SA Explained | Madlanga Update: Court Case, Car Crash, Impersonation | 30 April 2026

A strange court allegation in Boksburg has widened into a much larger accountability story, pulling together claims of fraud, corruption, missing records, municipal influence and the expanding reach of the Madlanga-linked inquiry.

The latest proceedings placed renewed focus on a 2019 incident involving Ekurhuleni city manager Kagiso Lerutla, who allegedly failed to appear in court after being arrested for speeding. At the time, Lerutla was reportedly attending an interview for a senior municipal position. According to the allegations now before the court, someone else appeared on his behalf.

That detail has become one of the most striking parts of the case. If proven, it raises serious questions about how a court appearance could allegedly be substituted without proper verification, how the matter was allowed to proceed, and who may have assisted in making the problem disappear.

The state’s case goes further. It alleges that R400,000 was later paid to help cover up the incident. A person allegedly involved in the matter has since become a state witness, giving investigators a route back into a case that appeared to have been buried for years.

The charges now include fraud, corruption and defeating the ends of justice. Lerutla’s legal team has denied the claims. As with all active legal matters, the allegations still need to be tested before a court of law.

But the 2019 court matter is no longer the only issue under scrutiny.

A separate allegation linked to a 2021 fatal crash has added a far more painful dimension to the proceedings. Lerutla was allegedly involved in an accident in which a woman died. According to claims presented in court, R10,000 was allegedly offered to a tow truck driver in relation to the scene.

The family of the woman who died has reportedly been searching for answers for years. They allegedly only became aware of key details after the claims were placed before the court. Questions have also been raised about a missing docket and the withdrawal of the case. For the family, this is not just an administrative dispute. It is a justice question that has remained open for far too long.

Lerutla’s legal team has denied involvement in making the docket disappear. The claims remain allegations and will have to be proved in court.

The broader picture emerging from the proceedings is one of municipal systems under growing pressure. What began as a court appearance question now touches policing, political influence, procurement and whether public institutions were used to protect connected individuals.

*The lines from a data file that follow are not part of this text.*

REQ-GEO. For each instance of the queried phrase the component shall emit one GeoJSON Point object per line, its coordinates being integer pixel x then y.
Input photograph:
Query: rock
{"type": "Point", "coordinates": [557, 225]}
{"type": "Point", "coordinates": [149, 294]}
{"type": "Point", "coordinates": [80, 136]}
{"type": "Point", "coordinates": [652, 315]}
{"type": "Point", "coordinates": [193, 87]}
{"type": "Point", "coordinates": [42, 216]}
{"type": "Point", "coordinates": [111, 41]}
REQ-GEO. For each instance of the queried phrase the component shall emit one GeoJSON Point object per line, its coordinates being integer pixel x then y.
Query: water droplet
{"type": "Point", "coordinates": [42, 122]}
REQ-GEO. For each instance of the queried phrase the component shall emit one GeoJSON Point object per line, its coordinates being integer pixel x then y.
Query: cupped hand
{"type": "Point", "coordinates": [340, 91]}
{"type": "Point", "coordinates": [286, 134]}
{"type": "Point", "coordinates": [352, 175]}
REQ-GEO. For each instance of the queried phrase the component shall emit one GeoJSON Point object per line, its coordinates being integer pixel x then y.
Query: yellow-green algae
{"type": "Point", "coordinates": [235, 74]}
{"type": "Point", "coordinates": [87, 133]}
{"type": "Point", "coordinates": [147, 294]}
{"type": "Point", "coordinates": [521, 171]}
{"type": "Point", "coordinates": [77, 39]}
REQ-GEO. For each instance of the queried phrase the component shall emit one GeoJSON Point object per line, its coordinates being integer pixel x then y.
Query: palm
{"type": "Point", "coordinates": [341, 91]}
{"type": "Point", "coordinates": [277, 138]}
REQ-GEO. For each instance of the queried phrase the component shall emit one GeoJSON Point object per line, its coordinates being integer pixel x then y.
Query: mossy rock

That pressure is not confined to Ekurhuleni.

The Madlanga-linked inquiry is expected to move further into municipal governance, with the City of Johannesburg now facing attention. Areas reportedly likely to come under scrutiny include the Johannesburg Metro Police Department, fleet management, licensing and security tenders. The prospect of that probe has already created anxiety among officials, with questions mounting over what the commission may examine next.

Tshwane also remains firmly in the frame. An exclusive voice recording has raised new allegations involving political party funding and municipal influence. In the recording, a politician linked to the Defenders of the People and formerly associated with the EFF allegedly tells party members that those serving in mayoral committee positions should use their roles to help fund political parties.

The allegation includes a claim that a businessman paid about R300,000 to register a party, and that a tender project may have been linked to that support. These claims follow evidence already heard at the commission around alleged tender manipulation and fraud in Tshwane.

The pattern is becoming harder to ignore. Across different municipalities, the same themes keep surfacing: procurement access, political leverage, missing paperwork, weak oversight and officials who may have been operating inside systems that offered too much room for manipulation.

That is why these proceedings matter beyond the individuals named.

Municipal corruption is not abstract. It affects policing, housing, roads, service delivery, infrastructure projects and the public money meant to keep communities functioning. When tenders are manipulated, when dockets go missing, when court processes are allegedly interfered with, the damage does not stay inside boardrooms or courtrooms. It lands on ordinary residents.

The commission is also facing pressure of its own. Several potential witnesses have delayed or resisted appearances, citing reasons ranging from illness to personal commitments. That pattern has raised questions about whether some individuals are buying time, avoiding scrutiny or attempting to protect others.

The timing is critical. A further interim report is expected to be sent to the Presidency in May, with a final report expected to be made public in August, provided the commission completes its work on schedule. That remains a major uncertainty. Each witness can introduce new facts, new names and new lines of inquiry, making the commission’s timeline increasingly difficult to hold.

The latest proceedings show why the inquiry still has public weight. One court matter has opened a trail that now runs through alleged cover-ups, a fatal crash, municipal tenders and possible witness delays.

The unanswered question is no longer only whether one person allegedly avoided court.

It is how many systems may have helped make that possible.